Aber das heißt nicht, dass Social Bots keine Gefahr sind. Durch die Programme können Diskussionen stark polarisiert werden. Bestimmte Meinungen oder auch Fake News  werden multipliziert und vermehrt weiterverbreitet.

So bilden sich Filterblasen, die dazu führen, dass wir nur noch Inhalte zu sehen bekommen, die unsere Weltsicht bestätigen. Das vielfache automatisierte Weiterverbreiten hat dann wieder Einfluss auf die Auswertungen sozialer Netzwerke, welche News sie hervorheben. Und sie bewirken etwas in uns: wenn wir die gleiche Meldung immer wieder sehen, glauben wir sie eher; vor allem wenn sie von verschiedenen „Personen“ verbreitet wird.

Außerdem könnte es irgendwann dazu kommen, dass wir in den sozialen Netzwerken nur noch mit vorgefertigten Textbausteinen und Meldungen kommunizieren. Wer ein Bot und wer ein echter Mensch ist, erkennen wir dann nicht mehr.

Woran sind Bots denn heutzutage zu erkennen?

Im Moment sind die meisten Bots noch relativ dumm. Technisch betrachtet sind sie simpel, sie basieren auf regelbasierten Algorithmen. Ihnen wurde beigebracht: Wenn das und das passiert, machst du Folgendes. Ich habe mal versucht, mich mit einigen zu unterhalten. Da kommt kaum eine Reaktion.

Einer hat mir zum Beispiel, als ich ihn zum ersten Mal angeschrieben habe, einen Like geschickt, beim zweiten Mal ist er mir automatisch gefolgt. Auf meine Frage, wie es ihm geht, hat er trotzdem nicht geantwortet. Das sind Reaktionen, die ergeben inhaltlich überhaupt keinen Sinn und täuschen Lebendigkeit noch nicht sonderlich gut vor.
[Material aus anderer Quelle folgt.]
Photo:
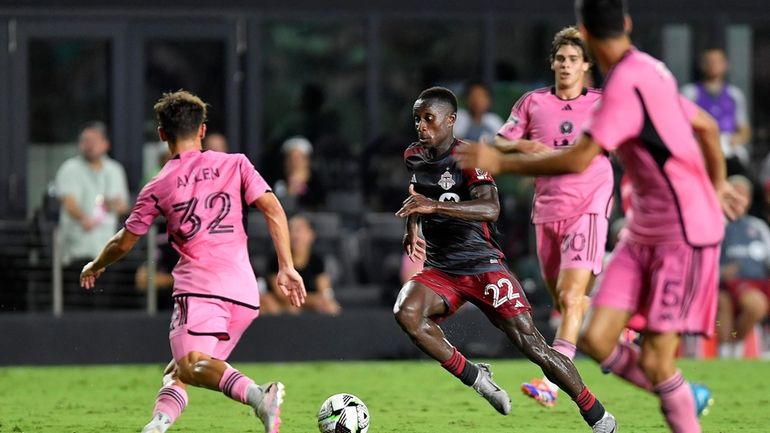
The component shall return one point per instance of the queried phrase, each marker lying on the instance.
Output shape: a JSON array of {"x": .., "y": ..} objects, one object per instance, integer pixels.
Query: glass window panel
[
  {"x": 760, "y": 117},
  {"x": 69, "y": 83},
  {"x": 195, "y": 65}
]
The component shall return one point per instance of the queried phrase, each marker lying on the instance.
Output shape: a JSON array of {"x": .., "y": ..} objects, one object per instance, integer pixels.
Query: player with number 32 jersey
[{"x": 202, "y": 196}]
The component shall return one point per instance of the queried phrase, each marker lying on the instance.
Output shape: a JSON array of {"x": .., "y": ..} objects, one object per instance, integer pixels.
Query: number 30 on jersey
[{"x": 503, "y": 284}]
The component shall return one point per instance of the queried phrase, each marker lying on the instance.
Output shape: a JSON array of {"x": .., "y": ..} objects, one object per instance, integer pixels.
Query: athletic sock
[
  {"x": 590, "y": 407},
  {"x": 466, "y": 371},
  {"x": 235, "y": 385},
  {"x": 678, "y": 404},
  {"x": 169, "y": 404},
  {"x": 624, "y": 362},
  {"x": 565, "y": 348}
]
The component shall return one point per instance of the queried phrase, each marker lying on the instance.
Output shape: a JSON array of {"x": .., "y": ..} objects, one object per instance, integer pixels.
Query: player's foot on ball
[
  {"x": 487, "y": 388},
  {"x": 158, "y": 424},
  {"x": 605, "y": 425},
  {"x": 702, "y": 396},
  {"x": 269, "y": 407},
  {"x": 539, "y": 391}
]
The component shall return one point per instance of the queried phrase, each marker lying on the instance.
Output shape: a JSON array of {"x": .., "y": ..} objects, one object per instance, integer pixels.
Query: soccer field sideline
[{"x": 403, "y": 397}]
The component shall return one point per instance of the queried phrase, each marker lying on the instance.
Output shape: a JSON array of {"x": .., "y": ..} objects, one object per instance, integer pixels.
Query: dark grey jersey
[{"x": 455, "y": 245}]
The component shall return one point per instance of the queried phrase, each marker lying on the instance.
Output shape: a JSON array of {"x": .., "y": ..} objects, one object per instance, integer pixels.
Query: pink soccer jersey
[
  {"x": 542, "y": 116},
  {"x": 644, "y": 119},
  {"x": 202, "y": 196}
]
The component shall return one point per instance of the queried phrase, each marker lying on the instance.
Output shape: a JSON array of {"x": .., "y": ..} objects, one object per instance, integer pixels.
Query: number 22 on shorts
[{"x": 497, "y": 300}]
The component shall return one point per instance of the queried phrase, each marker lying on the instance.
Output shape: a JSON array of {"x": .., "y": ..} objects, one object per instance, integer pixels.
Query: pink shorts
[
  {"x": 208, "y": 325},
  {"x": 576, "y": 242},
  {"x": 668, "y": 287}
]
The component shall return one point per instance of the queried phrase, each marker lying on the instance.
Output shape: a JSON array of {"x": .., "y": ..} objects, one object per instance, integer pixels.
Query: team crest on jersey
[{"x": 446, "y": 180}]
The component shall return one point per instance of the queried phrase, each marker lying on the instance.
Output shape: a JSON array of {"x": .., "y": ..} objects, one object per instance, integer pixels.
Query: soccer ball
[{"x": 343, "y": 413}]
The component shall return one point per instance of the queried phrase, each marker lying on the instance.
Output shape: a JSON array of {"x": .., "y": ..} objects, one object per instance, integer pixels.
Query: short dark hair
[
  {"x": 603, "y": 19},
  {"x": 568, "y": 36},
  {"x": 440, "y": 94},
  {"x": 180, "y": 114},
  {"x": 476, "y": 83}
]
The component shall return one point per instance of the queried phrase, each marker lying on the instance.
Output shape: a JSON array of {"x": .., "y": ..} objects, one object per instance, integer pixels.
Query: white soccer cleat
[
  {"x": 268, "y": 410},
  {"x": 158, "y": 424}
]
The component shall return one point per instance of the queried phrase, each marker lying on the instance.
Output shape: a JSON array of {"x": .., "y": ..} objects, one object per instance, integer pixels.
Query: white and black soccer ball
[{"x": 343, "y": 413}]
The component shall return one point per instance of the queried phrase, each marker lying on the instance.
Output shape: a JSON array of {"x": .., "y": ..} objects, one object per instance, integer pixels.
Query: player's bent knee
[
  {"x": 188, "y": 367},
  {"x": 650, "y": 364},
  {"x": 754, "y": 304}
]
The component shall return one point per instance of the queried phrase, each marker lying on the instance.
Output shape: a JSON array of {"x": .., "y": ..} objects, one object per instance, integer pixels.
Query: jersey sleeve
[
  {"x": 252, "y": 183},
  {"x": 517, "y": 124},
  {"x": 65, "y": 180},
  {"x": 689, "y": 108},
  {"x": 477, "y": 176},
  {"x": 145, "y": 210},
  {"x": 619, "y": 115}
]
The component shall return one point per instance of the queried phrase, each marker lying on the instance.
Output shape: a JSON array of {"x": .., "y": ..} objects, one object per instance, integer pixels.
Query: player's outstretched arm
[
  {"x": 483, "y": 206},
  {"x": 706, "y": 131},
  {"x": 519, "y": 146},
  {"x": 288, "y": 279},
  {"x": 573, "y": 160},
  {"x": 114, "y": 250}
]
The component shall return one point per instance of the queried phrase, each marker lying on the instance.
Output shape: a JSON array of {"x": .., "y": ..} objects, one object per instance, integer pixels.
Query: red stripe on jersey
[{"x": 528, "y": 94}]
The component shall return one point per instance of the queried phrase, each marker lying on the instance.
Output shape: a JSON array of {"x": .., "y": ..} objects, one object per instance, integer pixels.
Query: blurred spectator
[
  {"x": 311, "y": 119},
  {"x": 320, "y": 296},
  {"x": 383, "y": 173},
  {"x": 216, "y": 142},
  {"x": 744, "y": 276},
  {"x": 726, "y": 103},
  {"x": 93, "y": 192},
  {"x": 299, "y": 188},
  {"x": 477, "y": 123},
  {"x": 409, "y": 267}
]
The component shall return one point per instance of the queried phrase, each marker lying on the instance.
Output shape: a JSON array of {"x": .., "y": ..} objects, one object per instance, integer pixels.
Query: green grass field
[{"x": 403, "y": 397}]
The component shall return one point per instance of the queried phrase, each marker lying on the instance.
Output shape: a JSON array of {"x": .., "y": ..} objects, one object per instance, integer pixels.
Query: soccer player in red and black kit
[{"x": 457, "y": 210}]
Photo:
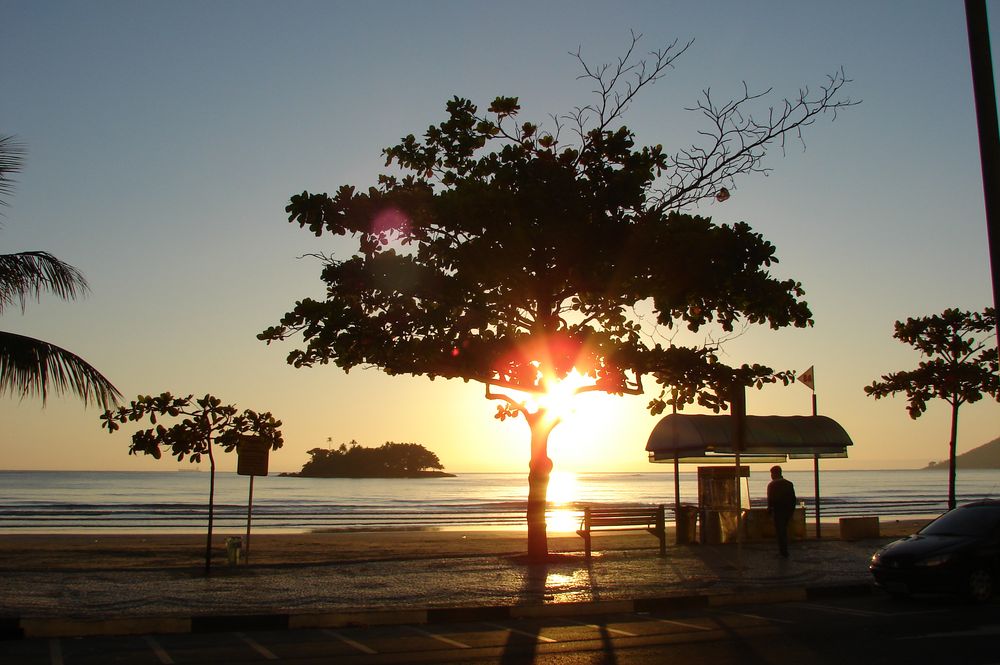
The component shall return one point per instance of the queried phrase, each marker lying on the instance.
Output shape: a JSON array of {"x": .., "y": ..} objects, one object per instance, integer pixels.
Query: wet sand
[{"x": 41, "y": 552}]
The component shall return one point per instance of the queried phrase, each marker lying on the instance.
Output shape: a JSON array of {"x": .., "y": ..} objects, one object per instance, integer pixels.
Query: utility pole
[{"x": 989, "y": 135}]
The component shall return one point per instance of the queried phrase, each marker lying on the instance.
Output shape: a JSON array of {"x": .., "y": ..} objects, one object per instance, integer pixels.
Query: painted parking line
[
  {"x": 257, "y": 646},
  {"x": 616, "y": 631},
  {"x": 540, "y": 638},
  {"x": 55, "y": 651},
  {"x": 158, "y": 649},
  {"x": 439, "y": 638},
  {"x": 349, "y": 642},
  {"x": 850, "y": 611},
  {"x": 681, "y": 623},
  {"x": 759, "y": 617}
]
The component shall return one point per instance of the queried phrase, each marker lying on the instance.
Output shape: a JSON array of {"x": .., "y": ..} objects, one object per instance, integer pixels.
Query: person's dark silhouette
[{"x": 781, "y": 505}]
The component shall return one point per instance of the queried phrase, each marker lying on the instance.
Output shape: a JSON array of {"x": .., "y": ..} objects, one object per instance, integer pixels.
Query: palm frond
[
  {"x": 32, "y": 367},
  {"x": 26, "y": 275},
  {"x": 11, "y": 162}
]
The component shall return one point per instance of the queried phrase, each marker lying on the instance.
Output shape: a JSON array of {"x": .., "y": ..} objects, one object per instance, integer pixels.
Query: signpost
[{"x": 252, "y": 457}]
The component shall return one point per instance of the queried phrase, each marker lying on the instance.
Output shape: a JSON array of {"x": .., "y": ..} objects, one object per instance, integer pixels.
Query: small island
[
  {"x": 390, "y": 460},
  {"x": 986, "y": 456}
]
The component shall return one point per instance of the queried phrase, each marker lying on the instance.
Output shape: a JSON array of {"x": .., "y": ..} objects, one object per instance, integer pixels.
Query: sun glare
[
  {"x": 559, "y": 397},
  {"x": 563, "y": 490}
]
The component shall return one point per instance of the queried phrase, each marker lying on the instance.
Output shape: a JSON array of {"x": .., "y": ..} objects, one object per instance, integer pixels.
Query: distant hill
[{"x": 986, "y": 456}]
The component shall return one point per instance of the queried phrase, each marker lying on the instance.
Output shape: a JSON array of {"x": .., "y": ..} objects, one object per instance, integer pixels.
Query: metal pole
[
  {"x": 816, "y": 475},
  {"x": 677, "y": 487},
  {"x": 739, "y": 406},
  {"x": 989, "y": 135},
  {"x": 246, "y": 550}
]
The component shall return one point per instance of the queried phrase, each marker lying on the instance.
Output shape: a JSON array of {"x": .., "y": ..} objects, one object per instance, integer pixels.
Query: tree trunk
[
  {"x": 211, "y": 508},
  {"x": 539, "y": 469},
  {"x": 952, "y": 462}
]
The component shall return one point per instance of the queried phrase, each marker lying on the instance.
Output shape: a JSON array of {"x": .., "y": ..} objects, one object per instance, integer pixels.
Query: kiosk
[{"x": 708, "y": 439}]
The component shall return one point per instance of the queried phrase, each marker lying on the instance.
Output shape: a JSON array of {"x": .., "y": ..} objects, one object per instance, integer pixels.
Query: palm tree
[{"x": 30, "y": 366}]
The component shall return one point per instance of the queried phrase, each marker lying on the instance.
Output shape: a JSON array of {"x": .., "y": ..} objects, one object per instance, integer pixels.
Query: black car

Aber wir sehen, dass sich künstliche und sprachliche Intelligenz stetig weiterentwickeln. Das Feld der Social Bots wird in Zukunft stark wachsen. Wenn Bots anfangen, originären Content zu produzieren, ihn zu posten und echte Unterhaltungen führen, wird es gefährlich. Bots werden dann nicht nur wie Menschen sprechen, sondern sich auch so verhalten. Schon jetzt verfügen manche beispielsweise über einen menschlichen Schlafrhythmus.

Das Start-up BotStop hat einen Algorithmus zur Bot-Erkennung entwickelt und berät Unternehmen bei der Auswertung von Bot-Daten.